The hardest part of getting UDI off the ground has nothing to do with barcodes and everything to do with information management, says Crowley. For example, the project requires setting standardized definitions and determining which data different users need. Describing a recent meeting to define attributes for cardiac stents in a demonstration project, he says the group "spent all day—and still didn't resolve—what significant attributes you need to know about cardiac stents to do the kinds of things that clinicians and researchers will want to do in the future."

In writing the proposed rule, the FDA sought input from consumer groups—which support UDI largely on the strength of the tracking it facilitates throughout device life cycles.

The sector most directly and immediately impacted by the initiative—the device industry—lives in a state of ongoing tension with the FDA, Crowley says, "but the companies that have implemented this see tremendous value for themselves and their customers." He says the agency has worked to allow for flexibility on timing so that, for example, a manufacturer needn't discard all its stores of labeling materials unsuited to the initiative. "We don't want to cause the device industry to incur unnecessary costs."  
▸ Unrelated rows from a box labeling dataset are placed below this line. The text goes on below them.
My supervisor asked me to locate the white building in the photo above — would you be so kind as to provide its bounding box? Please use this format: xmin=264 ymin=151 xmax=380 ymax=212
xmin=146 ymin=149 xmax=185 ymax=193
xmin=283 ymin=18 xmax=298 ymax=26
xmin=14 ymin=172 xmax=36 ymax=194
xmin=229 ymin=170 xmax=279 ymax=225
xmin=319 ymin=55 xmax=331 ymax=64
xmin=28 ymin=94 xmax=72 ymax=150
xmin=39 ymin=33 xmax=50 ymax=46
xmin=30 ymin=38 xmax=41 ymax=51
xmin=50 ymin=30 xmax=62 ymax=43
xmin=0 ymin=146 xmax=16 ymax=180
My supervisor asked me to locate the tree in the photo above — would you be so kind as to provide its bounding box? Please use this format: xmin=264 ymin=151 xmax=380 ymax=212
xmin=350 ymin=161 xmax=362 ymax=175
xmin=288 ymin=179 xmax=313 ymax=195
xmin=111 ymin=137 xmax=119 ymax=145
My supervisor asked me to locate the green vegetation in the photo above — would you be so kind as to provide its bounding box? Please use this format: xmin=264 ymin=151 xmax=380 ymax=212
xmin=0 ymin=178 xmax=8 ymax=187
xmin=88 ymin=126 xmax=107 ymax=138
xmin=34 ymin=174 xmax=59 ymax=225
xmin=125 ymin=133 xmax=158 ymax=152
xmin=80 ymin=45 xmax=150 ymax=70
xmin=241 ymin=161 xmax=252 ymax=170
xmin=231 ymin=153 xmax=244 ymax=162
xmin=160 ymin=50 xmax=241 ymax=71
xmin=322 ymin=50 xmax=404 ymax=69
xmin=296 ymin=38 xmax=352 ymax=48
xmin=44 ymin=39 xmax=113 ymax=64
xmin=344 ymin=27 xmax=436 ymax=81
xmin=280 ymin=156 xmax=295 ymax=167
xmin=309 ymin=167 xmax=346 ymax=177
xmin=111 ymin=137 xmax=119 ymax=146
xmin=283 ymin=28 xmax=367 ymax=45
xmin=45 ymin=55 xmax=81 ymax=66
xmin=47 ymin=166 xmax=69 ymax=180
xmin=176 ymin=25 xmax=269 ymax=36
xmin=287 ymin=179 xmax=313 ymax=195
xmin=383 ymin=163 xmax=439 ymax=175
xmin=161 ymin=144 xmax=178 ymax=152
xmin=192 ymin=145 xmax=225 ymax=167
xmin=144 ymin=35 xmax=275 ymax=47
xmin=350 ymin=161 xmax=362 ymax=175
Some medical professionals also have expressed apprehension, with hospital technology managers fretting over UDI's coming disruption of in-house labeling systems that have been customized for inventory management. "This is one of the problems we're trying to solve," says Crowley. "We have not only healthcare providers but also distributors, GPOs and others creating their own numbering systems. The confusion plays out from there."

In the end, greater control over healthcare decision-making is "what patients really want," says Crowley. As a healthcare consumer himself, he adds, "I want to know, in a way that I often have not been able to, what really is going on with me, my kids, my parents or for whomever I'm caring."